I had the opportunity to attend and volunteer at the Symposium on Operating Systems Principles (SOSP 2025) held in Seoul, South Korea, one of the most prestigious and influential conferences in systems research. This event brought together researchers, engineers, and practitioners from around the world to discuss groundbreaking advances in operating systems, distributed computing, storage, and AI systems. As a volunteer, I was assigned to the registration and attendee support desk, where I helped participants with check-in procedures, guided them to their sessions, and assisted with logistics throughout the conference. This experience allowed me to interact directly with distinguished academics, industrial researchers, and graduate students from leading institutions. It was rewarding to contribute to the smooth organization of such a major international event while building meaningful connections across the global research community.

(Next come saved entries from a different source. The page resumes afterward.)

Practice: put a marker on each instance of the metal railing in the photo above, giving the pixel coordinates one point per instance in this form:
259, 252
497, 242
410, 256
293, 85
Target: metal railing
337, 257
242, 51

Beyond my volunteer duties, I also attended several keynote lectures and paper sessions, gaining valuable insights into the latest trends in systems design, cloud computing, and AI-driven resource management. The sessions that I was particularly interested in were the LithOS and TrainVerify. LithOS proposes a GPU operating system that improves utilization and energy efficiency through fine-grained control. It introduces a TPC scheduler, kernel atomizer, and dynamic power/right-sizing mechanisms to manage GPU resources transparently across workloads. This design significantly reduces tail latency and power consumption, paving the way for future OS-level GPU management. While TrainVerify presents a formal verification system for distributed LLM training, it ensures that complex parallel execution plans remain mathematically equivalent to the original model. Using symbolic data-flow graphs, stage-wise verification, and shape reduction, it detects and eliminates parallelization bugs, providing correctness guarantees even for large-scale models like Llama-3 and DeepSeek-V3

Beyond the conference halls, SOSP 2025 also offered an excursion trip to Bokcheon Palace and N Seoul Tower, where I volunteered as a guide for international attendees. It was a rewarding experience to share insights about Seoul’s culture and history while connecting with researchers from around the world in a more informal setting.
Overall, participating in SOSP 2025, both as an attendee and volunteer, was an inspiring and unforgettable experience. It strengthened my professional network, expanded my perspective on systems research, and reinforced my motivation to contribute to the global systems and AI community.